-->

Analisis Konflik Film SAMIN VS SEMEN




fikriamiruddin.com - Di sini penulis akan menganalisis film “Samin vs Semen” dalam tinjauan teori konflik. Penulis disini akan menganalisis film tersebut menggunakan teori konflik secara umum bukan tentang teori konfik Ralf Dahrendorf, Levis Coser, Randal Collin, dan lain sebagainya. Tentu saja tujuannya agar lebih sederhana dan mudah dipahami secara umum karena menggunakan teori konflik secara umum atau garis besarnya saja. Berikut penulis paparkan analisis film “Samin vs Semen”.

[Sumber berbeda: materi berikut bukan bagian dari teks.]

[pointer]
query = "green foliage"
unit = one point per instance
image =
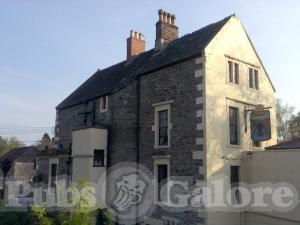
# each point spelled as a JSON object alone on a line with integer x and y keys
{"x": 288, "y": 123}
{"x": 40, "y": 214}
{"x": 82, "y": 213}
{"x": 295, "y": 125}
{"x": 16, "y": 218}
{"x": 284, "y": 113}
{"x": 7, "y": 144}
{"x": 45, "y": 143}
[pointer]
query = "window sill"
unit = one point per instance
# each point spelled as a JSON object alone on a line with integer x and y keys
{"x": 233, "y": 84}
{"x": 233, "y": 146}
{"x": 99, "y": 166}
{"x": 161, "y": 146}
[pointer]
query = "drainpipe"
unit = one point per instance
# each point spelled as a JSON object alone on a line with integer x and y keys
{"x": 138, "y": 99}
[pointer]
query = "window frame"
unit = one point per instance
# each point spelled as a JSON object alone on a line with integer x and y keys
{"x": 237, "y": 143}
{"x": 253, "y": 75}
{"x": 235, "y": 200}
{"x": 155, "y": 128}
{"x": 233, "y": 70}
{"x": 105, "y": 100}
{"x": 103, "y": 158}
{"x": 52, "y": 161}
{"x": 161, "y": 160}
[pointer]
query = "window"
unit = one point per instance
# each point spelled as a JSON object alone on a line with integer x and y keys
{"x": 230, "y": 71}
{"x": 170, "y": 221}
{"x": 253, "y": 78}
{"x": 53, "y": 174}
{"x": 233, "y": 125}
{"x": 235, "y": 183}
{"x": 234, "y": 72}
{"x": 162, "y": 175}
{"x": 103, "y": 104}
{"x": 98, "y": 158}
{"x": 256, "y": 144}
{"x": 162, "y": 126}
{"x": 256, "y": 81}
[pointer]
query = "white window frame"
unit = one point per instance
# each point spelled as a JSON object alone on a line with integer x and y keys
{"x": 169, "y": 219}
{"x": 234, "y": 81}
{"x": 238, "y": 106}
{"x": 160, "y": 160}
{"x": 52, "y": 161}
{"x": 102, "y": 109}
{"x": 256, "y": 82}
{"x": 158, "y": 108}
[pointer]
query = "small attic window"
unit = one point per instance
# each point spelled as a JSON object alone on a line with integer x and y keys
{"x": 103, "y": 104}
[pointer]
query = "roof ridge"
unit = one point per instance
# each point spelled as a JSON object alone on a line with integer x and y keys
{"x": 119, "y": 75}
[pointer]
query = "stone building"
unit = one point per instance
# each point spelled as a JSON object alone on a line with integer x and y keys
{"x": 178, "y": 109}
{"x": 19, "y": 164}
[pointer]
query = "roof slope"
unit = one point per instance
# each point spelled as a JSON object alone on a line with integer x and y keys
{"x": 292, "y": 144}
{"x": 22, "y": 154}
{"x": 118, "y": 76}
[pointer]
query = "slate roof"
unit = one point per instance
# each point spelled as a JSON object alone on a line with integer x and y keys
{"x": 114, "y": 78}
{"x": 23, "y": 154}
{"x": 292, "y": 144}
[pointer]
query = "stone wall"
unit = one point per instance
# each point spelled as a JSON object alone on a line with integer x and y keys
{"x": 176, "y": 83}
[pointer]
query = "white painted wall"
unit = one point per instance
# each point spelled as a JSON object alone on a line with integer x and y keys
{"x": 231, "y": 41}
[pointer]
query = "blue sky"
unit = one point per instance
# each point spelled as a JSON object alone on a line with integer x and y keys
{"x": 48, "y": 48}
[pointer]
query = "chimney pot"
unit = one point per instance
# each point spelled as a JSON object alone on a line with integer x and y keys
{"x": 135, "y": 44}
{"x": 166, "y": 30}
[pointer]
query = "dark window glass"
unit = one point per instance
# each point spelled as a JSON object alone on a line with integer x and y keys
{"x": 163, "y": 127}
{"x": 53, "y": 174}
{"x": 256, "y": 143}
{"x": 98, "y": 157}
{"x": 251, "y": 82}
{"x": 103, "y": 103}
{"x": 235, "y": 182}
{"x": 256, "y": 79}
{"x": 230, "y": 71}
{"x": 236, "y": 73}
{"x": 233, "y": 125}
{"x": 162, "y": 176}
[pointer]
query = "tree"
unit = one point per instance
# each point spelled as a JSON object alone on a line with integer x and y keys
{"x": 7, "y": 144}
{"x": 83, "y": 213}
{"x": 284, "y": 114}
{"x": 295, "y": 125}
{"x": 45, "y": 143}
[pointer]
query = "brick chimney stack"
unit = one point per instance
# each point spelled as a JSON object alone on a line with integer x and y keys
{"x": 166, "y": 30}
{"x": 135, "y": 44}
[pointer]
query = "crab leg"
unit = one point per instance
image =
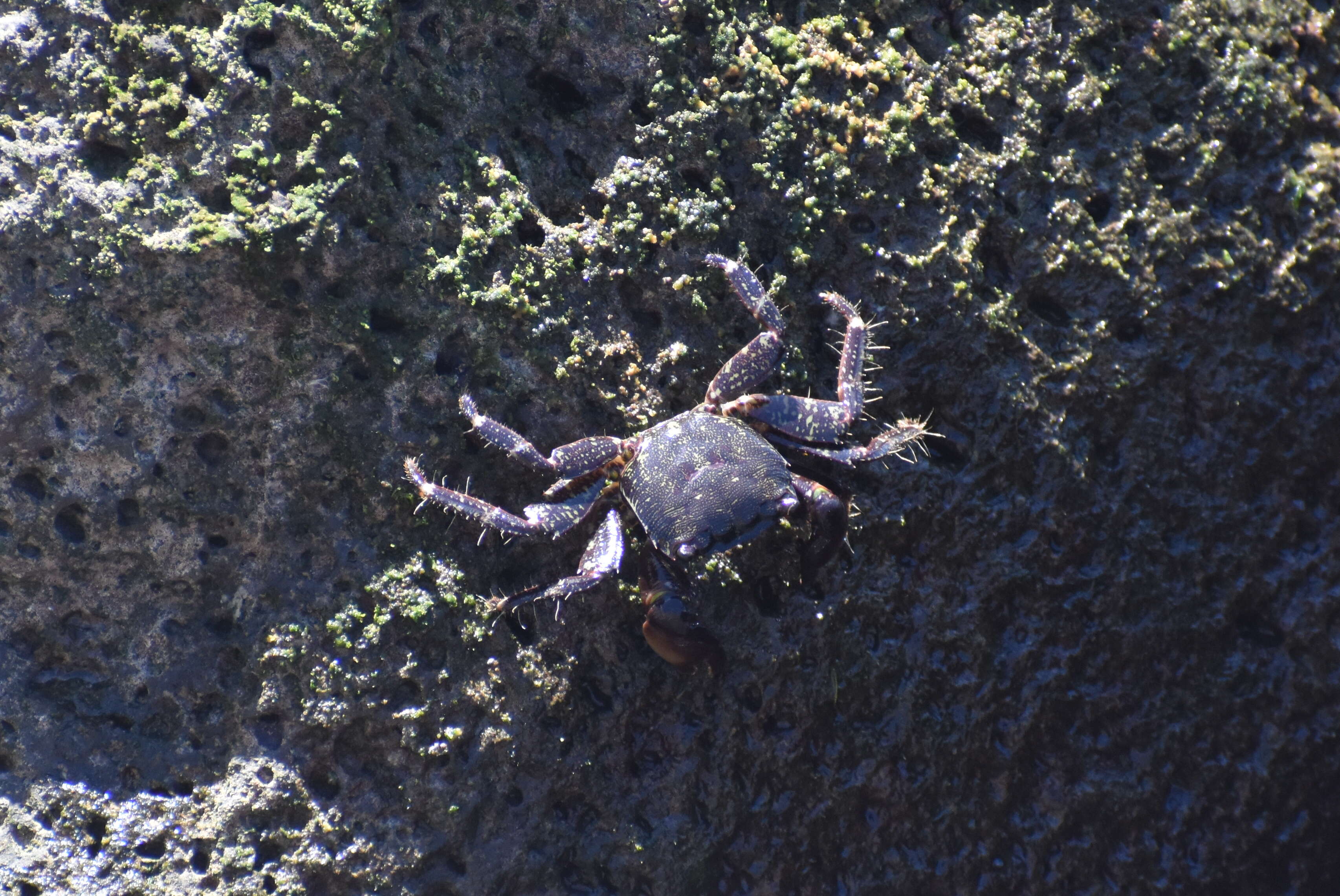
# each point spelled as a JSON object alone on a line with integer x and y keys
{"x": 672, "y": 631}
{"x": 541, "y": 519}
{"x": 567, "y": 461}
{"x": 755, "y": 362}
{"x": 602, "y": 558}
{"x": 814, "y": 420}
{"x": 904, "y": 434}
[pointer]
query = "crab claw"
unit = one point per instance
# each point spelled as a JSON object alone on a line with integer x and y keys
{"x": 672, "y": 631}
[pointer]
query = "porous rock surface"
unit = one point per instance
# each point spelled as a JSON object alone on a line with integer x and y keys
{"x": 254, "y": 252}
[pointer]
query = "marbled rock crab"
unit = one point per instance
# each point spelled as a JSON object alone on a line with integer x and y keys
{"x": 697, "y": 484}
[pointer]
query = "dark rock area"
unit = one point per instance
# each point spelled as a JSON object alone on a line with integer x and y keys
{"x": 252, "y": 254}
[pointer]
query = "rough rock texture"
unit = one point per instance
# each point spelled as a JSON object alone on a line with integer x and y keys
{"x": 252, "y": 254}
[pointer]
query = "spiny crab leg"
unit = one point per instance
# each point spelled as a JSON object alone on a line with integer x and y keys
{"x": 812, "y": 420}
{"x": 567, "y": 461}
{"x": 541, "y": 519}
{"x": 601, "y": 558}
{"x": 905, "y": 434}
{"x": 755, "y": 362}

Film Samin vs Semen ini dimulai dengan sebuah tampilan pemandangan sawah di Kabupaten Pati dan Rembang yang keduanya terletak di Provinsi Jawa Tengah. Tampak hamparan sawah hijau yang teratur dengan garis-garis irigasi di Pati. Sementara itu, di Rembang, tanah gersang, gundul, dan bekas galian terhampar, yang berhektar-hektar luasnya. Tentu saja inti dari film dokumenter Samin vs Semen tersebut adalah tentang perlawanan warga terhadap pendirian pabrik semen. Selanjutnya pihak-pihak utama yang terkait adalah warga penganut ajaran samin dan pabrik semen terbesar di Tanah Air yaitu Semen Gresik dan Indocement Group. Sedangkan ada pihak lain juga yang terlihat di film tersebut seperti aparat keamanan Polisi dan Tentara.

Pihak utama dalam hal perlawanan adalah warga Samin yang biasa disebut sedulur sikep yang hidup disepanjang pegunungan karst Kendeng, Pati, Jawa Tengah yang sekali lagi penulis jelaskan yang menolak pada kehadiran pabrik semen. Tahap-tahap konflik dimulai setelah kemenangan warga sukolilo di PTUN melawan PT Semen Gresik pada 2010, kini giliran warga Tambakromo dan Kayen yang menghadapi rencana ekspansi PT Sahabat Mulia Sakti (anak perusahaan Indocement). Yang mana aksi ini diprakarsai pengikut sedulur sikep (Samin Surosentiko) yang telah memiliki sejarah panjang melawan kolonialisme Belanda di tanah Jawa sejak 1890. Mengapa mereka menolak penambangan karst di Jawa, karena sebagian besar karst pegunungan Kendeng telah menjadi sumber pengairan bagi pertanian produktif. 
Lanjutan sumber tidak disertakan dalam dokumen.